The authors would like to thank Professors James and Ferraty for sharing the code used in their papers (James and Silverman 2005; Ferraty et al. 2013). In addition, we would like to thank two anonymous referees and an Associate Editor for their constructive comments on an earlier version of this work that resulted in a notably improved paper.

Funding

This research was supported by the Natural Sciences and Engineering Research Council of Canada [Discovery Grant RGPIN-2016-04288].

Author information

Authors and Affiliations

Department of Statistics, The University of British Columbia, Vancouver, BC, Canada
Xiaomeng Ju & Matías Salibián-Barrera

Authors

Xiaomeng Ju
View author publications
You can also search for this author in PubMed Google Scholar
Matías Salibián-Barrera
View author publications
You can also search for this author in PubMed Google Scholar

Corresponding author

Correspondence to Xiaomeng Ju.

Ethics declarations

Conflict of interest

The authors have no competing interest to declare that are relevant to the content of this article.

Additional information

Publisher's Note

Springer Nature remains neutral with regard to jurisdictional claims in published maps and institutional affiliations.

Appendices

Appendix A

Proof of Theorem 1 in Sect. 2.1.1.

Proof

It is clear that if $\{\beta _1,..., \beta _K \} = \left\{ (-1)^{l_1}\eta _1,..., (-1)^{l_K}\eta _K \right\}$ for some $l_1,...,l_K \in \{0,1\}$, then $g = {\tilde{g}}$. Therefore, it suffices to show that $\{\beta _1,..., \beta _K \} = \left\{ (-1)^{l_1}\eta _1,..., (-1)^{l_K}\eta _K \right\}$ for some $l_1,...,l_K \in \{0,1\}$. We prove that if there do not exist $l_1,...,l_K$ for the two sets to be equal, there exists a set of indices for which (12) is a constant function and thus contradicts Condition 2.
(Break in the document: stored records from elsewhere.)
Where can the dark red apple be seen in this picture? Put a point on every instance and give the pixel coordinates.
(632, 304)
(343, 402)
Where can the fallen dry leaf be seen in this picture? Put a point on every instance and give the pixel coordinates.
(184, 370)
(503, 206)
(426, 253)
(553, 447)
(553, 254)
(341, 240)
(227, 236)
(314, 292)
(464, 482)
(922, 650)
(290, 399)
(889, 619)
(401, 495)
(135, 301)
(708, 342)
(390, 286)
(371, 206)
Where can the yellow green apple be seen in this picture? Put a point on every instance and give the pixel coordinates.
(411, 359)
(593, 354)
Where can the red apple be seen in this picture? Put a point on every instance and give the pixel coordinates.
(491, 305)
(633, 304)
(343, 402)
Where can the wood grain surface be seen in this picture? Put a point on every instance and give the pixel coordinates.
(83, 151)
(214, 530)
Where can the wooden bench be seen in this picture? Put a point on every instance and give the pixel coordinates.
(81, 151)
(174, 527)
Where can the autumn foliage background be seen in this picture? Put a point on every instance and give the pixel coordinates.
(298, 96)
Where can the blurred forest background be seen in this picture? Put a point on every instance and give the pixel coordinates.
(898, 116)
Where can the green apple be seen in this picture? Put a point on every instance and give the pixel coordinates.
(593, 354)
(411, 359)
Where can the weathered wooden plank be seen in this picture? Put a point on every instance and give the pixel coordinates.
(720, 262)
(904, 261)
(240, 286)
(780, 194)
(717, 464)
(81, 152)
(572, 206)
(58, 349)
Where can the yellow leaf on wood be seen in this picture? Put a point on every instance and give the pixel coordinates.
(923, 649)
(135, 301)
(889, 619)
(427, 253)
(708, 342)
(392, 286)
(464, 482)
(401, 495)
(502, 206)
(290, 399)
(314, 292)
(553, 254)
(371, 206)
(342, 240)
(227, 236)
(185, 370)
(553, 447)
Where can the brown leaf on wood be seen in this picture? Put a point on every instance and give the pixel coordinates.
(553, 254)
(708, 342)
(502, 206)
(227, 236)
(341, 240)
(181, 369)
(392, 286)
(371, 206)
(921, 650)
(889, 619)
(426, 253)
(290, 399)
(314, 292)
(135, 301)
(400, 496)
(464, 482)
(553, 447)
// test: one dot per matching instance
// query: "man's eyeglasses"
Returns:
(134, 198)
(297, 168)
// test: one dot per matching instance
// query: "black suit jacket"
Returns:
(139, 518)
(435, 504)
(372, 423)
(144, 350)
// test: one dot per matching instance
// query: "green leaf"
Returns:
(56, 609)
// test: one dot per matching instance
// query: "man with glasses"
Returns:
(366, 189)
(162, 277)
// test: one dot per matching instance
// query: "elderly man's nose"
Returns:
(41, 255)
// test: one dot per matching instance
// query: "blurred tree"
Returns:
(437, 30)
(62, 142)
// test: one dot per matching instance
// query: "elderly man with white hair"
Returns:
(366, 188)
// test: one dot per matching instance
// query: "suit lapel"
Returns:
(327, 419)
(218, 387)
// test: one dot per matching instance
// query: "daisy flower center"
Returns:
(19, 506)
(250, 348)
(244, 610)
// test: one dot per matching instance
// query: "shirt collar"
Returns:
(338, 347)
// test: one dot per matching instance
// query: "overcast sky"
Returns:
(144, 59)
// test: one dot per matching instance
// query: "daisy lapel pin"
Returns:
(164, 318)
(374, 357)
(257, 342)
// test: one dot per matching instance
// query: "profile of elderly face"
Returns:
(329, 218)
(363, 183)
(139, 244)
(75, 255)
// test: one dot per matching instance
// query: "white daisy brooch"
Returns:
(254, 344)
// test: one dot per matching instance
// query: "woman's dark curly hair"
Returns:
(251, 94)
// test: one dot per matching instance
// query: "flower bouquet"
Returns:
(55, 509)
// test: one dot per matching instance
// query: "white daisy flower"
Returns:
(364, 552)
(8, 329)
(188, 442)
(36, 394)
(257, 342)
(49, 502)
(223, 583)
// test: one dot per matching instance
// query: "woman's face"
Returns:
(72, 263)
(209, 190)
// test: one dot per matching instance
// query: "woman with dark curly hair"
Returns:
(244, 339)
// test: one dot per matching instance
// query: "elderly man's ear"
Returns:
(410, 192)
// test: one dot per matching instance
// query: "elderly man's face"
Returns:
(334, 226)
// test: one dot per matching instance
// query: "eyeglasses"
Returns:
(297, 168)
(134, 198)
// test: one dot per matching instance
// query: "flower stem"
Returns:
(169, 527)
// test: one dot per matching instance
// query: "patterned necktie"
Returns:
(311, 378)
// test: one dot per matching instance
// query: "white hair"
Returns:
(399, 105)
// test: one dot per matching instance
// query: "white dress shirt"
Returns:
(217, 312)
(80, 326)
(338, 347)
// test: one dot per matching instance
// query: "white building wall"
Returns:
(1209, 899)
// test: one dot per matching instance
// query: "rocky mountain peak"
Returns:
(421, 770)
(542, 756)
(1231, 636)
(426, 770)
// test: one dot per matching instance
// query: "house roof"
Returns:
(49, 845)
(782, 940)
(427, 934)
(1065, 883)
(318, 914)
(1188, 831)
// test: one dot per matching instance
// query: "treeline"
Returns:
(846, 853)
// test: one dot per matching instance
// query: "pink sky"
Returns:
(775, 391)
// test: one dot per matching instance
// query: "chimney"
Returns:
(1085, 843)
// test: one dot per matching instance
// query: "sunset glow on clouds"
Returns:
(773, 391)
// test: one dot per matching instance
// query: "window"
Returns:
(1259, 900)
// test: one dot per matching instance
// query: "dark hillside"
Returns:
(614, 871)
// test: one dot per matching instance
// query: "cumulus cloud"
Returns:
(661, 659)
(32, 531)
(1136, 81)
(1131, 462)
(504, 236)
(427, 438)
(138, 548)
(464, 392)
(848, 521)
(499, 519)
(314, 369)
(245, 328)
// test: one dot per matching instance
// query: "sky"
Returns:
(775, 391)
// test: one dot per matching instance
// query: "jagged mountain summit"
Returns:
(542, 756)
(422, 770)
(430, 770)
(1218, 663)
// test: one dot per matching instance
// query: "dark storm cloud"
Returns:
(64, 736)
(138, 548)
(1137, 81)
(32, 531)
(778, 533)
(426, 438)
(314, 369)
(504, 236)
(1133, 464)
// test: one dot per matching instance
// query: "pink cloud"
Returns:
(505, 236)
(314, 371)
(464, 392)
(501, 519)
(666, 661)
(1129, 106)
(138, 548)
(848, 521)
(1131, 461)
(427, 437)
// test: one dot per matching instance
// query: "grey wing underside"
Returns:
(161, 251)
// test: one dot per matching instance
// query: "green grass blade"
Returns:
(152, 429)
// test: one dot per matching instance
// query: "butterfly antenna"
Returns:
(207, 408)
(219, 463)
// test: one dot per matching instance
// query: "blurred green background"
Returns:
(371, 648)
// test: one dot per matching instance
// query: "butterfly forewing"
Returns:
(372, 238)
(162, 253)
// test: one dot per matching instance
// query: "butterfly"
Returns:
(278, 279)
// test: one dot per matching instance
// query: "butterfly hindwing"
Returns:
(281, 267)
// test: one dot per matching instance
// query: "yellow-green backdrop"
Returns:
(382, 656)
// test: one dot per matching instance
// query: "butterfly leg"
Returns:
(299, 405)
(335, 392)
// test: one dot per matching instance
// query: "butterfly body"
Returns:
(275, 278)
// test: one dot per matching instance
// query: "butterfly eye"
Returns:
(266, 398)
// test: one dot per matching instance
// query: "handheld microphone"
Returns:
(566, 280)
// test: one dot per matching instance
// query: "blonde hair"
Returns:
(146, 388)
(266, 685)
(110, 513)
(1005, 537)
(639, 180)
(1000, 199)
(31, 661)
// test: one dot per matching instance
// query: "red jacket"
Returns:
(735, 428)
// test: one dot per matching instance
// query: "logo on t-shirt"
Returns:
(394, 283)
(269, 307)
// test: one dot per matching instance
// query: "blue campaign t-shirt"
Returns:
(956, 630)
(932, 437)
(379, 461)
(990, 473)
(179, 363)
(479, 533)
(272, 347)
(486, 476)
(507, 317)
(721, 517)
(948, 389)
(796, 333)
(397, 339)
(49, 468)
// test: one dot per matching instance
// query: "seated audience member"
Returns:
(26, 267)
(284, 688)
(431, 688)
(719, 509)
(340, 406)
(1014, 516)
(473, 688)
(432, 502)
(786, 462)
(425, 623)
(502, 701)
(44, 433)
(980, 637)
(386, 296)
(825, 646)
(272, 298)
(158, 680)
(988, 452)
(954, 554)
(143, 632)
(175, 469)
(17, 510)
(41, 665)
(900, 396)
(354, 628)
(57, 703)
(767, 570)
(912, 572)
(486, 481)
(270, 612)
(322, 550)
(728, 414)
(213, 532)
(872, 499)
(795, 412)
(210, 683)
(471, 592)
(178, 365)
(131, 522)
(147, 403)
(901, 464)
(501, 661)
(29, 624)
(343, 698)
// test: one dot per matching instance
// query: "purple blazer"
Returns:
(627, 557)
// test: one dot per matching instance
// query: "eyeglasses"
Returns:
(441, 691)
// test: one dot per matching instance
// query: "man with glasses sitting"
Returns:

For simplicity, we let ${\tilde{\eta }}_j = (-1)^{l_j} \eta _j$. If for any $l_1,...,l_K$, $\{\beta _1,..., \beta _K \} \ne \left\{ {\tilde{\eta }}_1,..., {\tilde{\eta }}_K \right\}$, we match two sets so that the same vectors $\beta _j$ and ${\tilde{\eta }}_j$ align with each other. We let $S = \{\beta _1,...,\beta _K \} \cap \{{\tilde{\eta }}_1,...,{\tilde{\eta }}_K \}$, $\beta _j = {\tilde{\eta }}_j$, for $j = 1,..., |S|$ and $\beta _j \notin \{{\tilde{\eta }}_1,...,{\tilde{\eta }}_K \}$, for $j = |S|+1,..., K$, and $|S| < K$. By Condition 2, there exist a $x_0$ for $J = {|S|+1,...,K}$, (12) is not a constant function.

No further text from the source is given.